Characteristics of Light-Dependent Inorganic Carbon Uptake by Isolated Spinach Chloroplasts

Richard C. Sicher

United States Department of Agriculture, Agricultural Research Service, Plant Physiology Institute, Beltsville Agricultural Research Center, Beltsville, Maryland 20705, Light and Plant Growth Laboratory, Plant Physiology Institute, Beltsville Agricultural Research Center, Beltsville, Maryland 20705

The light-dependent accumulation of radioactively labeled inorganic carbon in isolated spinach (Spinacia oleracea L.) chloroplasts was determined by silicone oil filtering centrifugation. Intact chloroplasts, dark-incubated 60 seconds at pH 7.6 and 23°C with 0.5 millimolar sodium bicarbonate, contained 0.5 to 1.0 millimolar internal inorganic carbon. The stromal pool of inorganic carbon increased 5- to 7-fold after 2 to 3 minutes of light.
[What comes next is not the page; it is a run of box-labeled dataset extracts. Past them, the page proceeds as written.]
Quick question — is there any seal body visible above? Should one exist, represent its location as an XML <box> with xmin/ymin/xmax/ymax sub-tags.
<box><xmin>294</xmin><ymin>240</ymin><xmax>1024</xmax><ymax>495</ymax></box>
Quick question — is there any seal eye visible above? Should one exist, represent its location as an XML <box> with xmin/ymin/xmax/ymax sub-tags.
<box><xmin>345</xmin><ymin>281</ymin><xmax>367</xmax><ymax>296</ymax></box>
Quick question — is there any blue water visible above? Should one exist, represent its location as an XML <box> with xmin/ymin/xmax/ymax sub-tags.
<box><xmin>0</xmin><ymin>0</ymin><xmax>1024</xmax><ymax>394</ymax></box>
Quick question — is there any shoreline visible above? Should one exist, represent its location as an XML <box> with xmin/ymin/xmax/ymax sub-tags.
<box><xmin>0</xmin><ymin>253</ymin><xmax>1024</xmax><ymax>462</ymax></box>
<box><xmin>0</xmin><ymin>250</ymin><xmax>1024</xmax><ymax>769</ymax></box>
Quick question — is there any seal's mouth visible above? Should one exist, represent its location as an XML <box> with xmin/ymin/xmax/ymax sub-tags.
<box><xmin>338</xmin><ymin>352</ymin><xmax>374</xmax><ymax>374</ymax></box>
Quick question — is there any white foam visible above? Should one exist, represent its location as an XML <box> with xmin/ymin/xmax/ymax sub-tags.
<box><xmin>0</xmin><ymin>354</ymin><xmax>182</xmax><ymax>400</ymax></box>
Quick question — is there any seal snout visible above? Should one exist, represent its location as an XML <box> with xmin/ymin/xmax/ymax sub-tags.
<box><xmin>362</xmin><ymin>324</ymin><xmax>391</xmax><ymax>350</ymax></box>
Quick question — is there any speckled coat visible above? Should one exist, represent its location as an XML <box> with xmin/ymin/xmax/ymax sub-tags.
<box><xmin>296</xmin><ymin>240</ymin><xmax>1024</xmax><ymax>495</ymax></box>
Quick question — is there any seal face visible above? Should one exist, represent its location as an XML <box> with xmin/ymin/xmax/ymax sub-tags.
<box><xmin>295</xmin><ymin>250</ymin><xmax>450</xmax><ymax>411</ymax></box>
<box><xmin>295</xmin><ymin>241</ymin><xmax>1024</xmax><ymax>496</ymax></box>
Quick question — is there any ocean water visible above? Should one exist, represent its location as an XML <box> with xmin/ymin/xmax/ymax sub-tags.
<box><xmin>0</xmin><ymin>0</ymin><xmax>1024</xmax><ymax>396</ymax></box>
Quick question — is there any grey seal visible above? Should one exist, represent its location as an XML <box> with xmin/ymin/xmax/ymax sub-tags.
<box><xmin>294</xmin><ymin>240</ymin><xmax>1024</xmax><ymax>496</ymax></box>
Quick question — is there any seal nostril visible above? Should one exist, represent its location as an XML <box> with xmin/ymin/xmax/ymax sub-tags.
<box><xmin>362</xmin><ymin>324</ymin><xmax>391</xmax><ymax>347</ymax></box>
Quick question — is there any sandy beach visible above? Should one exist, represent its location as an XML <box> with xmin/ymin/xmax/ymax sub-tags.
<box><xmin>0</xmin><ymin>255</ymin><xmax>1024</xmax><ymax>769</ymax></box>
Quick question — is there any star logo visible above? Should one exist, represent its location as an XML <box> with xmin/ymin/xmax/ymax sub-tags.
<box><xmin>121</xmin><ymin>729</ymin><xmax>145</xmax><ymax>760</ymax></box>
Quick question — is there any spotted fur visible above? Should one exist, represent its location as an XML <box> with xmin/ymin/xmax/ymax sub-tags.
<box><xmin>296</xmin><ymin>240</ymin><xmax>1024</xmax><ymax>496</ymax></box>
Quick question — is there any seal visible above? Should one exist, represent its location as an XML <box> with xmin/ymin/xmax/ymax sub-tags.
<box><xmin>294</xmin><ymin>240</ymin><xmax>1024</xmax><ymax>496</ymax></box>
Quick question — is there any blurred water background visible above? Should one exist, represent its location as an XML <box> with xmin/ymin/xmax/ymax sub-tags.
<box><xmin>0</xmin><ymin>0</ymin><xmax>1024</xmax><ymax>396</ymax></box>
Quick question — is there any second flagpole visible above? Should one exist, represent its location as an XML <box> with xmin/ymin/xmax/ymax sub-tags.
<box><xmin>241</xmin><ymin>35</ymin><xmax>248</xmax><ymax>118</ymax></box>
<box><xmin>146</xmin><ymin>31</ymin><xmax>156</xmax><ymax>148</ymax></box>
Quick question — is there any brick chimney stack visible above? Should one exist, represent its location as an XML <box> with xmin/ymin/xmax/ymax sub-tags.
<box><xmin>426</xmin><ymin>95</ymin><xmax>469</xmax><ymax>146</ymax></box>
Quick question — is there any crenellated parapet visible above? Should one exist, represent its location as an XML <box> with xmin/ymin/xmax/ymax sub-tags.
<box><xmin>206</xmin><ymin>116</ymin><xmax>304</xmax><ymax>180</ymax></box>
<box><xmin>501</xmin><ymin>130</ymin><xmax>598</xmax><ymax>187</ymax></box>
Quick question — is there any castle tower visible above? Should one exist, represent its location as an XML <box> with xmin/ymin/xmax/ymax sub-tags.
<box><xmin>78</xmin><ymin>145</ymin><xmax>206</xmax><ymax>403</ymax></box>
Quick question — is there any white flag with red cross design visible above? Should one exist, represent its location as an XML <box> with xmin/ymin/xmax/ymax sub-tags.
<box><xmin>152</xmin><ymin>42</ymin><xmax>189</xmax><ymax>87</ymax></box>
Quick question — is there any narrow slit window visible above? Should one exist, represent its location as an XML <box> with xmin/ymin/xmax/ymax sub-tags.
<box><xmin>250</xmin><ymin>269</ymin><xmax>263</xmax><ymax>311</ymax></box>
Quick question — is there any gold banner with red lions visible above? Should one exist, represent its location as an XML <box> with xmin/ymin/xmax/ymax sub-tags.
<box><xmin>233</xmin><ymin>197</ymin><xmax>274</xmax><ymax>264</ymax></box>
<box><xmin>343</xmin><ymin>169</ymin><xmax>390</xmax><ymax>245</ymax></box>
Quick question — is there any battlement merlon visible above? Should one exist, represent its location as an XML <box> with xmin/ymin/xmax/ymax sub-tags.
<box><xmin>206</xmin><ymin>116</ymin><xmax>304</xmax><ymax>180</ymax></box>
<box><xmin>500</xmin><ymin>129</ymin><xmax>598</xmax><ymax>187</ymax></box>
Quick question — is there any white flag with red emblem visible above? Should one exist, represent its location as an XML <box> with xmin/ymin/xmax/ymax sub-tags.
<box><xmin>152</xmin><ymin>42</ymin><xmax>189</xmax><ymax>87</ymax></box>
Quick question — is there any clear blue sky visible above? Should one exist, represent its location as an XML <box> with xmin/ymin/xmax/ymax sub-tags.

The saturated internal bicarbonate concentration of illuminated spinach chloroplasts was 10- to 20-fold greater than that of the external medium. This ratio decreased at lower temperatures and with increasing external bicarbonate. Over one-half the inorganic carbon found in intact spinach chloroplasts after 2 minutes of light was retained during a subsequent 3-minute dark incubation at 5°C. Calculations of light-induced stromal alkalization based on the uptake of radioactively labeled bicarbonate were 0.4 to 0.5 pH units less than measurements performed with [14C]dimethyloxazolidine-dione. About one-third of the binding sites on the enzyme ribulose 1,5-bisphosphate carboxylase were radiolabeled when the enzyme was activated in situ and 14CO2 bound to the activator site was trapped in the presence of carboxypentitol bisphosphates. Deleting orthophosphate from the incubation medium eliminated inorganic carbon accumulation in the stroma. Thus, bicarbonate ion distribution across the chloroplast envelope was not strictly pH dependent as predicted by the Henderson-Hasselbach formula. This finding is potentially explained by the presence of bound CO2 in the chloroplast.